Desta vez, a diretora não foi para as zonas de conflitos armados vistas em A Hora Mais Escura ou Guerra ao Terror. Desta vez, ela olhou debaixo de seu nariz e contou um caso antigo -- mas pouco conhecido -- ocorrido na cidade de Detroit, nos EUA, durante período de tensão racial. Nesta época, negros eram totalmente encurralados em cidades ao mesmo passo que policiais brancos se aproveitavam de suas posições para subjugar a população negra, indefesa.
Em Detroit, porém, a coisa começou a sair do controle quando o abuso das autoridades criou uma série de motins, revoltas e protestos contra a situação desumana. A partir daí, a gente acompanha a história de várias pessoas envolvidas nesta situação: Larry (Algee Smith, incrível), o líder negro de um grupo vocal; Krauss (Will Poulter), um policial que não liga para os direitos civis; e Dismukes (John Boyega), policial civil que cuida de lojas durante as rebeliões.
Os destinos desses três -- e de mais um punhado de personagens -- acaba se entrelaçando quando tiros são disparados de um hotel de beira de estrada e a polícia resolve parar para averiguar. E aí começa um desfile de racismo e situações degradantes para os envolvidos na situação. Como citado, Smith impressiona com sua atuação -- afinal, não tinha nada muito incrível no currículo. Poulter mostra que cresceu após o seu papel Maze Runner e Boyega, de Star Wars, está bem.
O grande destaque fica, porém, com Bigelow. A diretora repete uma mostra de seu talento para filmar situações bélicas -- ainda que, desta vez, não seja no Oriente Médio, nem tenha o exército americano como figurante. Com uma câmera tremida, que dá um ar documental à produção, a cineasta deixa a situação o mais real possível, fazendo o espectador esquecer que está vendo um longa-metragem de ficção. Apesar do ano concorrido, Bigelow merece uma vaga dentre os indicados ao Oscar.

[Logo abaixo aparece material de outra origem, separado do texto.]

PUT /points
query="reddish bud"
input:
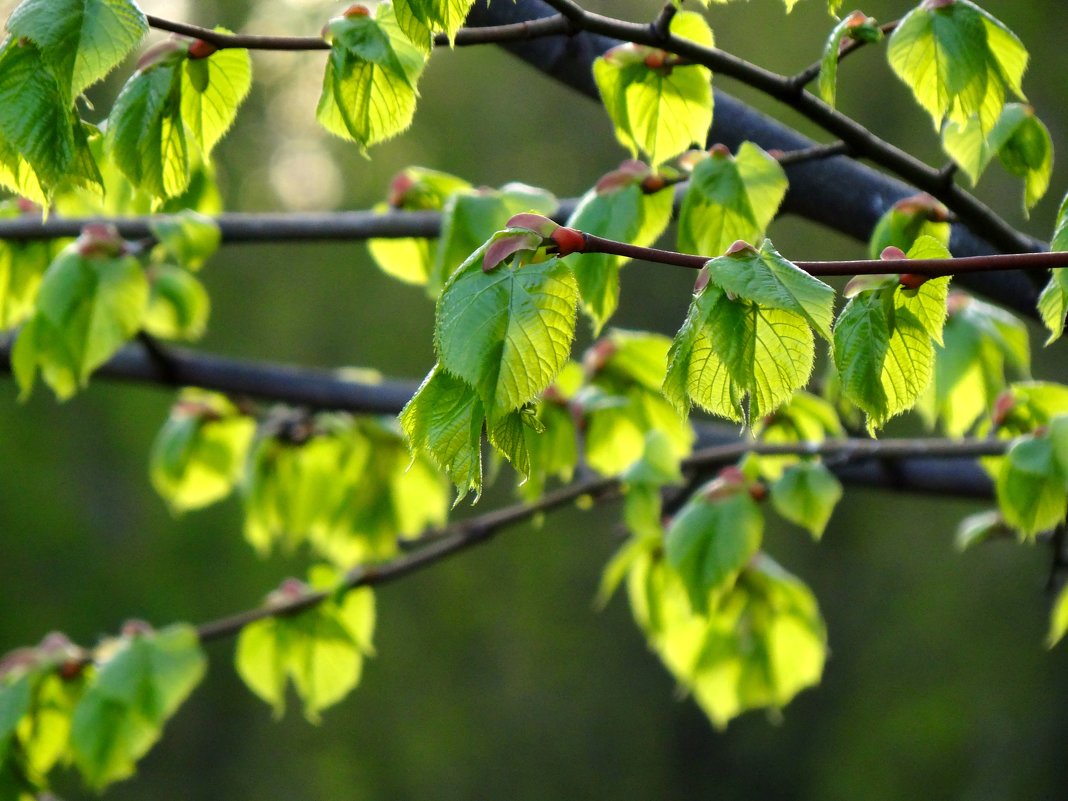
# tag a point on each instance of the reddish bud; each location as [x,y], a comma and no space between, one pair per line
[568,240]
[99,239]
[201,49]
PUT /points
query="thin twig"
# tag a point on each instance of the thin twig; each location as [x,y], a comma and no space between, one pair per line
[499,34]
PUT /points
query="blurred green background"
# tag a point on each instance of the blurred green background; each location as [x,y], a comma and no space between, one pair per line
[495,677]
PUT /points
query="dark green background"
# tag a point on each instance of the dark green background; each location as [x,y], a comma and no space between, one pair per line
[495,677]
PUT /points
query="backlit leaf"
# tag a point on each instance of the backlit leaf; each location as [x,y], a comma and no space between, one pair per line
[958,61]
[729,198]
[123,711]
[80,40]
[506,332]
[657,108]
[200,454]
[370,85]
[87,308]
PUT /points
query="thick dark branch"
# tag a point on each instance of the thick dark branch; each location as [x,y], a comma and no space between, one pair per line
[509,32]
[314,389]
[459,536]
[837,192]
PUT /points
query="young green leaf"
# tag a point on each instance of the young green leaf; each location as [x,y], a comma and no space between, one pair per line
[657,107]
[1032,486]
[729,198]
[506,332]
[320,649]
[1019,139]
[88,307]
[444,420]
[983,345]
[211,91]
[42,140]
[712,538]
[420,19]
[856,27]
[883,342]
[958,61]
[764,644]
[370,85]
[623,211]
[146,136]
[1058,618]
[806,495]
[200,454]
[81,41]
[415,189]
[136,690]
[21,267]
[471,218]
[748,332]
[908,220]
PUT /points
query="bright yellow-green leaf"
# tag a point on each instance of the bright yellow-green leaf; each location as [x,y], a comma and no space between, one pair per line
[88,307]
[958,61]
[123,711]
[211,91]
[658,108]
[506,332]
[201,452]
[80,40]
[728,199]
[320,650]
[370,85]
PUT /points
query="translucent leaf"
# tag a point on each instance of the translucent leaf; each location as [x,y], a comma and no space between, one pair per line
[958,61]
[415,189]
[368,89]
[806,495]
[320,650]
[422,18]
[200,454]
[728,199]
[750,336]
[857,26]
[21,267]
[146,136]
[908,220]
[41,140]
[444,420]
[983,345]
[211,91]
[884,343]
[87,309]
[623,213]
[658,108]
[123,711]
[80,40]
[471,218]
[710,540]
[1032,486]
[507,332]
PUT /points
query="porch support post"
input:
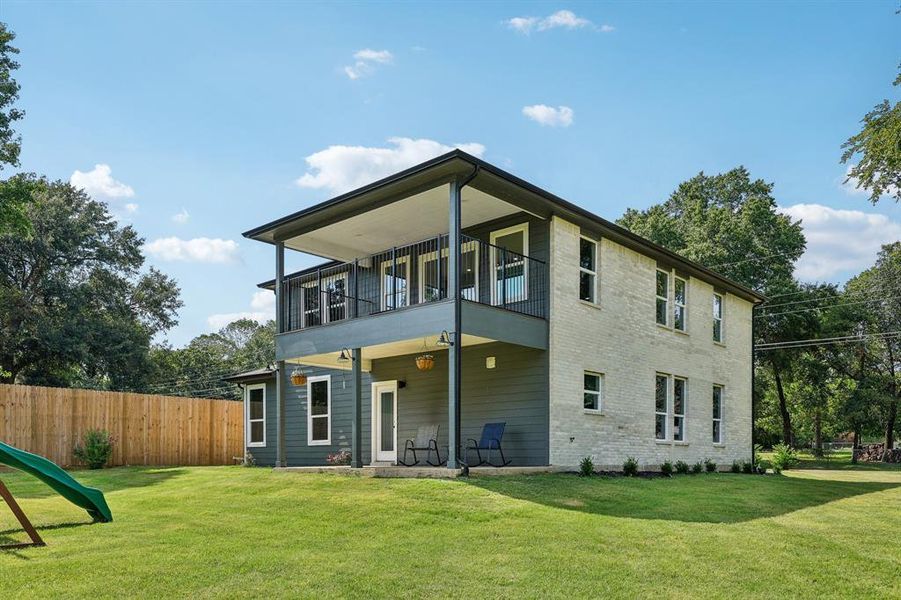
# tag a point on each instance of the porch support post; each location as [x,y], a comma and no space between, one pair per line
[453,352]
[356,459]
[280,459]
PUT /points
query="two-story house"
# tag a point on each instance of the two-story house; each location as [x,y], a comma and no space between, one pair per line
[582,337]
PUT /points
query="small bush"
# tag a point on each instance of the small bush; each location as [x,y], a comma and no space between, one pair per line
[95,448]
[586,467]
[783,458]
[341,457]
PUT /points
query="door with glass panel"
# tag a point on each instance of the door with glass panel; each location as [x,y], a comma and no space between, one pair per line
[384,420]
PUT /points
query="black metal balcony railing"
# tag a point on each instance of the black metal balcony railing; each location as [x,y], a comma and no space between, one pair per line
[416,274]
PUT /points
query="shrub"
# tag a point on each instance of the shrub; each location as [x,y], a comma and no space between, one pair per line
[586,467]
[341,457]
[95,448]
[783,458]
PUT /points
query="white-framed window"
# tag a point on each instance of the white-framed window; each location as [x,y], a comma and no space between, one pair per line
[510,269]
[718,318]
[319,410]
[255,414]
[680,400]
[429,288]
[592,391]
[394,281]
[588,269]
[680,300]
[661,406]
[662,291]
[717,414]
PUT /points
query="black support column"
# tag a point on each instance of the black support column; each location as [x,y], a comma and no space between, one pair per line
[453,352]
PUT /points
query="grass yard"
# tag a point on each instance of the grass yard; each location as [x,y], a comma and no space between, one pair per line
[824,532]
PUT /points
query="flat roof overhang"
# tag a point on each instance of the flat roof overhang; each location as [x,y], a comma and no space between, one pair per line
[490,181]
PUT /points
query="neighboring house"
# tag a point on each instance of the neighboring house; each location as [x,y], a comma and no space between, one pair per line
[584,338]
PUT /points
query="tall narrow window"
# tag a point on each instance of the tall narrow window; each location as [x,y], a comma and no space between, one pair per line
[319,410]
[592,390]
[680,397]
[717,414]
[255,410]
[717,318]
[680,297]
[510,273]
[588,275]
[662,297]
[660,406]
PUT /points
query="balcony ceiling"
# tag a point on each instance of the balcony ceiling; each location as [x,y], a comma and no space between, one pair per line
[414,218]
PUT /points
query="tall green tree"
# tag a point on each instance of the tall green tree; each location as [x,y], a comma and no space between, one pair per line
[75,305]
[731,223]
[877,150]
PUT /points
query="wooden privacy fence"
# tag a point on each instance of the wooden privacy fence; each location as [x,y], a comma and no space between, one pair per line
[148,429]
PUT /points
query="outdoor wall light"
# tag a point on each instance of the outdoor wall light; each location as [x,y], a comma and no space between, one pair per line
[444,339]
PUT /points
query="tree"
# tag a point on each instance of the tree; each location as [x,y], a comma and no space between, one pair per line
[730,223]
[878,146]
[12,200]
[75,307]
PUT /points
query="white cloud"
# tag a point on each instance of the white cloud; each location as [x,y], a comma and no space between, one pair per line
[262,306]
[562,116]
[565,19]
[199,250]
[365,62]
[182,216]
[99,183]
[342,168]
[840,241]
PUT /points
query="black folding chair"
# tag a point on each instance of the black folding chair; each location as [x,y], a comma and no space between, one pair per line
[492,433]
[426,441]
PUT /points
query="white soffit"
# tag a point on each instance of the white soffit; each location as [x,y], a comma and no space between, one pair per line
[418,217]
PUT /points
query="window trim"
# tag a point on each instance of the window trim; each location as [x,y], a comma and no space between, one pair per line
[599,393]
[721,318]
[683,306]
[327,415]
[721,420]
[401,260]
[492,240]
[665,298]
[247,420]
[684,414]
[593,274]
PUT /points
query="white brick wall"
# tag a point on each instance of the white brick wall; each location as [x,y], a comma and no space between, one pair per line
[620,338]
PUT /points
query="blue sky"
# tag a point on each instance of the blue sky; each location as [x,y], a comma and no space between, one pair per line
[211,118]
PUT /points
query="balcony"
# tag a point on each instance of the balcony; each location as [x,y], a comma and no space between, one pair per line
[412,275]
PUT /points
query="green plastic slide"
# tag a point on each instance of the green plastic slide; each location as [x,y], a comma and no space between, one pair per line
[90,499]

A cena do hotel, por exemplo, já justifica essa minha última afirmação. Com um trabalho de elenco excepcional, ela consegue transmitir uma avalanche de sentimentos à audiência. É impossível sair da cena impassível. Em vários momentos, senti que precisava levantar da cadeira e impedir o que estava acontecendo de continuar. É uma sensação que apenas bons filmes e boa direção conseguem causar na audiência -- e olha que é uma sequência com mais de 30 minutos.
Ela só não entraria na corrida real pelo Oscar por conta do terceiro ato do filme. Arrastado e sem ritmo, Bigelow tira toda a sensação de efervescência que o filme estava causando na audiência até então. Faltou uma boa edição neste trecho, que poderia tirar 20 minutos de filme, no mínimo. E uma coisa curiosa, ainda sobre edição: o último frame do filme é muito parecido com uma estratégia narrativa vista em Dunkirk. Ainda estou tentando entender o motivo disso.
Detroit em Rebelião é, sim, um filmaço. Bem dirigido, conta uma história importante e que transmite sentimentos ao espectador. Pena, porém, que o último ato seja tão insosso e tão arrastado. Sem dúvidas, não é desta vez que Bigelow vai ressurgir e tirar o Oscar das mãos de Guillermo Del Toro ou de Nolan. Ainda assim, é um filme importante, marcante e que só mostra como a carreira da cineasta está se consolidando cada vez mais no cinema de guerra norte-americano.